Every Android phone in the U.S. features a built in GPS, but only one of them is made by Garmin. The smartphone that navigates your life is now available from T-Mobile. While the Garminfone might not have the most impressive specs, it’s the first to combine an Android-powered smartphone with a Garmin GPS navigation device.
For starters, the Garminfone is available for $449.99 at full price or $199.99 with 2-year contract (after a $50 mail in rebate). This places the Garminfone as the highest priced Android phone on T-Mobile, even above the new myTouch 3G Slide. However, it does come with a car mount kit, which includes a car charger, cradle, and dash mount.
Unfortunately, the Garminfone ships with last year’s Android 1.6 firmware. No announcements have been made about an Android 2.x upgrade and I would not hold my breath on one. I fully expect this phone will remain on Android 1.6, but I would love to be proven wrong.
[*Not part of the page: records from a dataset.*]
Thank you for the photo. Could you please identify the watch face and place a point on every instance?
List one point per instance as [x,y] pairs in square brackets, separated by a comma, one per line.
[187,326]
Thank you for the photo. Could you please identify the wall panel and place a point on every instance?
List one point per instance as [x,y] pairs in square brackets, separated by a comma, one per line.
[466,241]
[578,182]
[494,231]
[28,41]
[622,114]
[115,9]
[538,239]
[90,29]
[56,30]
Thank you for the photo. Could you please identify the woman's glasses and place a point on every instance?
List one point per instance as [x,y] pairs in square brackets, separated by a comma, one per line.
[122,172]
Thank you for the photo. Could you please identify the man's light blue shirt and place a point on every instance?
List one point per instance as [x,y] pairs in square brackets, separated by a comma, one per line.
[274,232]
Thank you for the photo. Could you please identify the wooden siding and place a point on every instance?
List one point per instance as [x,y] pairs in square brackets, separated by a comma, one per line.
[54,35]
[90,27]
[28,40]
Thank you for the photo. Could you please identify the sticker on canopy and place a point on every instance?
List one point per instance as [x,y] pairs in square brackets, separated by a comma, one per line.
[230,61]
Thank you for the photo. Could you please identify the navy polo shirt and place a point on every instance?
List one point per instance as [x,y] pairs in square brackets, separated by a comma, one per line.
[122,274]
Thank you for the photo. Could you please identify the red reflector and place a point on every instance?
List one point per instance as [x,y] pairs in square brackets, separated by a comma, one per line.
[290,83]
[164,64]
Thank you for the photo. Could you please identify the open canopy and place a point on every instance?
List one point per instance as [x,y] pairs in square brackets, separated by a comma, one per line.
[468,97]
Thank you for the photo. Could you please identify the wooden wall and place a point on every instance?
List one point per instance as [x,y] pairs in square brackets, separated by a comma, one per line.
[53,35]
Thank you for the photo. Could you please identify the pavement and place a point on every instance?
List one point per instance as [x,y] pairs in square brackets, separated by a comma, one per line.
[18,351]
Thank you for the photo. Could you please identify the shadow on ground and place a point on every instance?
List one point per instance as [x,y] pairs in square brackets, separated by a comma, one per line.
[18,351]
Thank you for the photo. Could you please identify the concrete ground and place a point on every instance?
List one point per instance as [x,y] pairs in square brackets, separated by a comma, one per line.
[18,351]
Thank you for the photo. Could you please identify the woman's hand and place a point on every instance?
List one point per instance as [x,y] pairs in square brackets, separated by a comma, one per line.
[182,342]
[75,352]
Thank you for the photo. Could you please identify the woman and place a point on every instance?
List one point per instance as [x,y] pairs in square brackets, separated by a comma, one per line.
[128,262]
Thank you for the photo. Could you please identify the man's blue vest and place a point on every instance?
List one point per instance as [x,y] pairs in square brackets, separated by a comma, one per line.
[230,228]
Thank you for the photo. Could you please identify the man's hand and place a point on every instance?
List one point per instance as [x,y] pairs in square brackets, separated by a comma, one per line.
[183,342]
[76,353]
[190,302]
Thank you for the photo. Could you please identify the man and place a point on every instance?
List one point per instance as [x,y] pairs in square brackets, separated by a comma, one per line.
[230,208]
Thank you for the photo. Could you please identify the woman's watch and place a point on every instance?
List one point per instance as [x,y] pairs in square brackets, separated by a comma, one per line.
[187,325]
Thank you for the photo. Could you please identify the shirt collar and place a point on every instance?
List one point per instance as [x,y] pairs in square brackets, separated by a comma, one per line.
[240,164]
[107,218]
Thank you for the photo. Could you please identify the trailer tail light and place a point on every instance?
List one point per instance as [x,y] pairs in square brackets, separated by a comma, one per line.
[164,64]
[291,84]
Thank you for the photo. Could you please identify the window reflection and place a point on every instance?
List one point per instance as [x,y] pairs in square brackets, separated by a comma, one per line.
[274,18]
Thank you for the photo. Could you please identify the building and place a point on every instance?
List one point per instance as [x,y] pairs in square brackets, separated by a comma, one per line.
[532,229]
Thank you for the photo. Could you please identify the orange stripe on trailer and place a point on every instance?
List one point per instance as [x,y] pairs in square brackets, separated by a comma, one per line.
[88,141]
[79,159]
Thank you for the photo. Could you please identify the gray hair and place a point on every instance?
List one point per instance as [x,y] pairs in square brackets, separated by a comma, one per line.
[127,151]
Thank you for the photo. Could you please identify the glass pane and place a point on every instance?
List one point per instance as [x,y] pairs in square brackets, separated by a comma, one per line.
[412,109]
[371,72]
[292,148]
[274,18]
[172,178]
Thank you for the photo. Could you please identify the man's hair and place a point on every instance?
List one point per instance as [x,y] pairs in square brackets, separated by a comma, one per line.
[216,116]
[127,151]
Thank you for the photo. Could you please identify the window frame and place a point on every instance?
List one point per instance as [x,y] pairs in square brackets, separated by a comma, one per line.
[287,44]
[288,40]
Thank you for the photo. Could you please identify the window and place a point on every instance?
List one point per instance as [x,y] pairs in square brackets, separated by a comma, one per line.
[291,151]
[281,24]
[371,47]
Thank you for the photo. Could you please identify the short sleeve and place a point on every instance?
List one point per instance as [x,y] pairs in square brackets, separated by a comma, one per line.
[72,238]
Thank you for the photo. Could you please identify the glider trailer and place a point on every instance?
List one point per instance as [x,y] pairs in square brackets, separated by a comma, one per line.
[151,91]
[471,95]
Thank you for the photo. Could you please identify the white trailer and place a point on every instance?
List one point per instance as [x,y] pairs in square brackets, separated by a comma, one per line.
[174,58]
The specs of the Garminfone are pretty standard for a mid-range Android phone. Powering the device is the 600 MHz Qualcomm MSM7227 (ARM11) paired with a 3.5 inch HVGA display, and 3 megapixel camera.
The major advantage of the Garminfone software is its on-board North American maps. This allows users to get directions anytime, whether in or out of cell phone coverage. The Garminfone also uses multiple overlapping positioning technologies (four different satellite signals) to ensure customers have one of the best location and navigation experiences a smartphone can offer. Other unique features include the Garmin Voice Studio app which allows users to record custom voice directions to share with family and friends.
I’ve never used the Garminfone, so there is no way I can recommend it. I’m quite happy with the free Google Maps Navigation and if I could only buy one Android phone from a T-Mobile store, it would be the new myTouch 3G Slide.
Is there anyone out there who wants this Android phone compared to the competition? Let me know if I’m missing the point. The GPS features are nice, but I would rather have a full fledged GPS device and not compromise my smartphone specs. On the other hand, T-Mobile has yet to offer a true high-end Android phone (1 GHz or above), so this is about as good as it gets.